同日午後には生存率が著しく低下するとされる被災後72時間が経過。
日本は12日の地震発生当初から緊急援助隊を出す準備を整えていたが,中国側が14日までは受け入れ態勢の不備を理由に派遣を要請してこなかった。それが15日昼になって急きょ,在京の中国大使館から外務省に要請がきたという。
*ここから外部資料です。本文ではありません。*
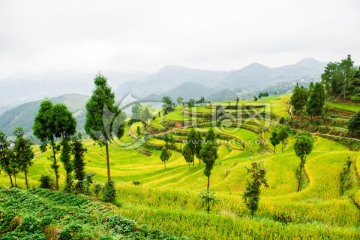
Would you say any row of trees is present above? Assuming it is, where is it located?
[0,127,35,188]
[321,55,360,102]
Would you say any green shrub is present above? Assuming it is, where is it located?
[16,216,42,233]
[103,181,116,202]
[39,175,55,189]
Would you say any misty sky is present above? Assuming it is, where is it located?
[0,0,360,79]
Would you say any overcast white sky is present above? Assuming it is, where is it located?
[0,0,360,78]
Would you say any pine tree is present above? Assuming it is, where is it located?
[13,127,35,189]
[243,162,269,215]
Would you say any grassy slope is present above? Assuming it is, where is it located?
[325,102,360,112]
[0,97,360,239]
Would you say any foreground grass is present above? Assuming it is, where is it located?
[0,189,186,240]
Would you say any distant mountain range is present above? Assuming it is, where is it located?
[0,94,89,136]
[116,58,326,101]
[0,58,326,135]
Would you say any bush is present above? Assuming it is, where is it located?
[39,175,55,189]
[103,181,116,203]
[94,182,103,197]
[106,215,136,234]
[348,111,360,134]
[273,213,293,224]
[16,216,42,233]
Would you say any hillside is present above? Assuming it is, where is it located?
[0,94,88,136]
[0,96,360,239]
[116,58,326,100]
[0,188,186,239]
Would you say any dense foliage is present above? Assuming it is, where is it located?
[321,55,360,102]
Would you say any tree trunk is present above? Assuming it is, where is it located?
[207,176,210,213]
[14,173,17,187]
[9,174,14,187]
[298,159,305,192]
[105,142,111,182]
[52,144,59,190]
[24,170,29,189]
[207,176,210,191]
[298,168,302,192]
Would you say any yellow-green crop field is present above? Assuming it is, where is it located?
[0,96,360,239]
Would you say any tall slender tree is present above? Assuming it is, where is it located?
[60,138,74,192]
[72,133,87,192]
[160,147,170,169]
[183,145,194,168]
[33,100,76,190]
[0,131,14,187]
[270,128,280,154]
[13,127,35,188]
[243,162,269,215]
[306,83,325,117]
[290,85,308,119]
[200,128,218,190]
[274,126,289,153]
[294,132,314,192]
[186,128,197,166]
[85,74,125,182]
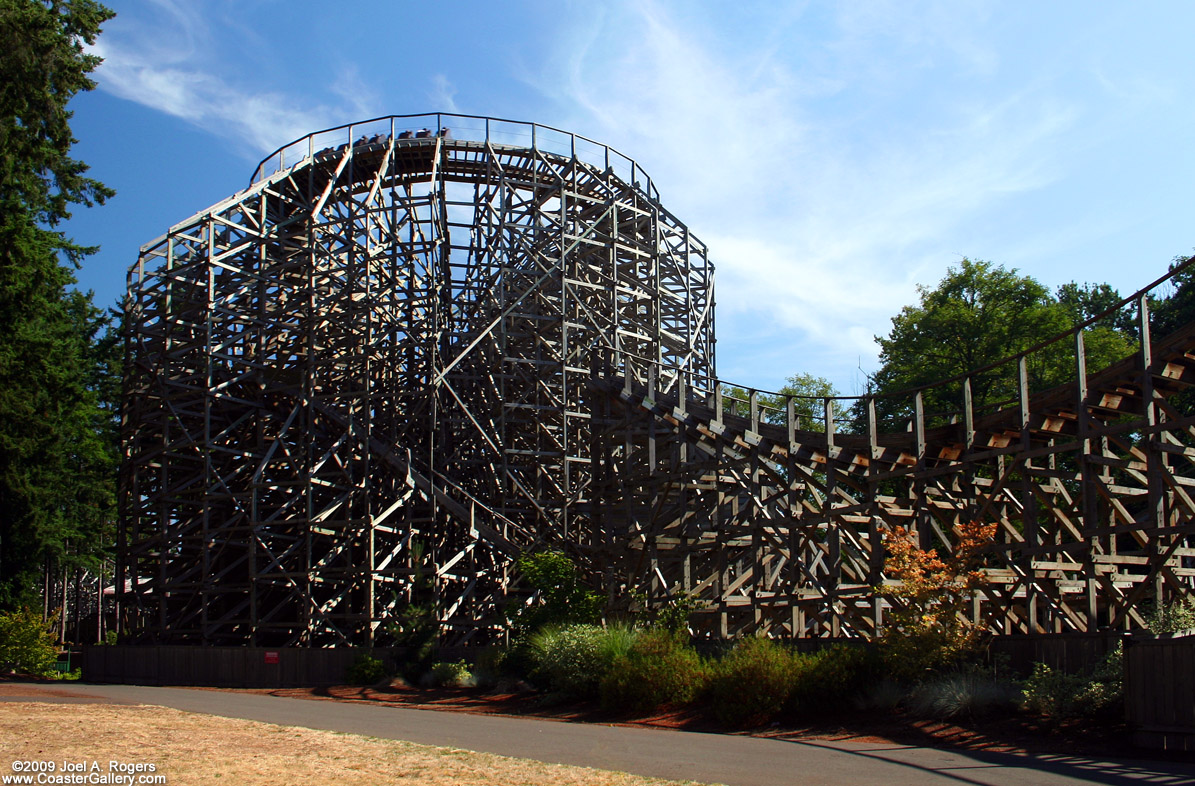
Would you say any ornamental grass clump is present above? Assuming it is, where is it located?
[710,638,796,726]
[906,671,1021,718]
[601,631,709,713]
[527,625,636,699]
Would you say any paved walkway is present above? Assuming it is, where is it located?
[0,683,1195,786]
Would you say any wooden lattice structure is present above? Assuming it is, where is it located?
[117,115,1195,646]
[122,116,713,644]
[596,295,1195,638]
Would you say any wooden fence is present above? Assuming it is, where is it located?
[1124,631,1195,751]
[82,645,411,688]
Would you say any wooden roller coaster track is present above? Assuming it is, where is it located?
[117,115,1195,646]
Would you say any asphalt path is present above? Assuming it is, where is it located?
[0,683,1195,786]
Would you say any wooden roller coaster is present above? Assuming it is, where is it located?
[117,115,1195,646]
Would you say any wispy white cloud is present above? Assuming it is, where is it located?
[538,2,1076,389]
[93,41,333,152]
[91,0,368,155]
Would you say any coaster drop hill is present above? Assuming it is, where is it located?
[117,115,1195,646]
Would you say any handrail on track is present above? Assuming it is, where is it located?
[250,112,660,199]
[617,254,1195,432]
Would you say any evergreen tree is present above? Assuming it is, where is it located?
[0,0,116,609]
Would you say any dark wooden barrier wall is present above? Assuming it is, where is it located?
[1124,631,1195,750]
[82,645,406,688]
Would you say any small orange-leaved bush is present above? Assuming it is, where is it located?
[878,522,995,681]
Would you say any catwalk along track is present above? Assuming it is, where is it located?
[117,115,1195,646]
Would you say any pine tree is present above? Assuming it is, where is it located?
[0,0,115,609]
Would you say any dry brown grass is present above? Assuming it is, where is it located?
[0,701,712,786]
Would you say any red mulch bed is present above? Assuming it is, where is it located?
[228,681,1171,760]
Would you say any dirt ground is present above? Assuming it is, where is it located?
[0,683,707,786]
[242,681,1159,759]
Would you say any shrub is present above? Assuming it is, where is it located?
[1146,598,1195,634]
[0,608,59,677]
[878,522,995,682]
[1022,645,1123,719]
[651,591,705,637]
[710,638,796,726]
[601,631,707,712]
[907,671,1019,718]
[789,644,878,714]
[429,661,476,688]
[345,652,386,684]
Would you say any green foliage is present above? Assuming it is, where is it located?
[0,608,59,677]
[649,591,705,638]
[387,603,440,671]
[1022,644,1124,719]
[0,0,120,609]
[907,670,1021,718]
[1150,256,1195,338]
[509,551,605,643]
[528,625,637,699]
[722,374,842,431]
[601,631,709,713]
[789,644,880,714]
[430,661,474,688]
[856,259,1132,429]
[1146,598,1195,633]
[345,652,386,684]
[710,638,796,726]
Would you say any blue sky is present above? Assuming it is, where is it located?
[68,0,1195,394]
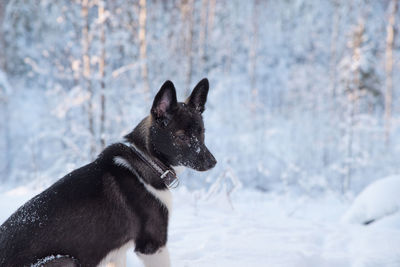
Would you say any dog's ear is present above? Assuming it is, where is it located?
[151,81,178,119]
[185,78,209,113]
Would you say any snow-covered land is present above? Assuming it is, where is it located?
[342,176,400,227]
[0,0,400,267]
[0,187,400,267]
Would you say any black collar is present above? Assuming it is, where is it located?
[124,141,179,189]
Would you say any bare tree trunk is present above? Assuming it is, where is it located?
[385,0,398,146]
[0,0,9,72]
[329,0,340,98]
[81,0,96,159]
[181,0,194,96]
[199,0,209,69]
[249,0,260,112]
[98,1,106,149]
[139,0,150,93]
[342,21,365,193]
現在もまだ何万人もの生き埋めになった人々が救助されるのを待っている。
日本政府がレスキュー隊や医療隊が被災者の救助活動を行うため,消防,警察,海上保安庁,国際協力機構(JICA)で構成する国際緊急援助隊の援助チーム60人を結成し,第1陣の31人を民間航空機で北京経由で現地に向け派遣した。16日には第2陣29人も現地に向かう。
さらに医療チーム10〜20人を派遣する計画もある。それにしても生き埋めになっている人々は一刻も早く救出してあげないといけない。中国政府の受け入れ表明が地震発生の3日後だったことに疑問が残る。
中国四川省の大地震で亡くなった方々のご冥福をお祈りいたします。
わが日本でも今世紀前半に発生する可能性が高いとされる東南海・南海地震の前後約60年間に複数回起こると推定されている地震,中部・近畿圏の内陸地震,平成7年の阪神大震災もその1つといわれている。
「天災は忘れた頃にやって来る。」のことばと,今回の隣国の災害を教訓としたい。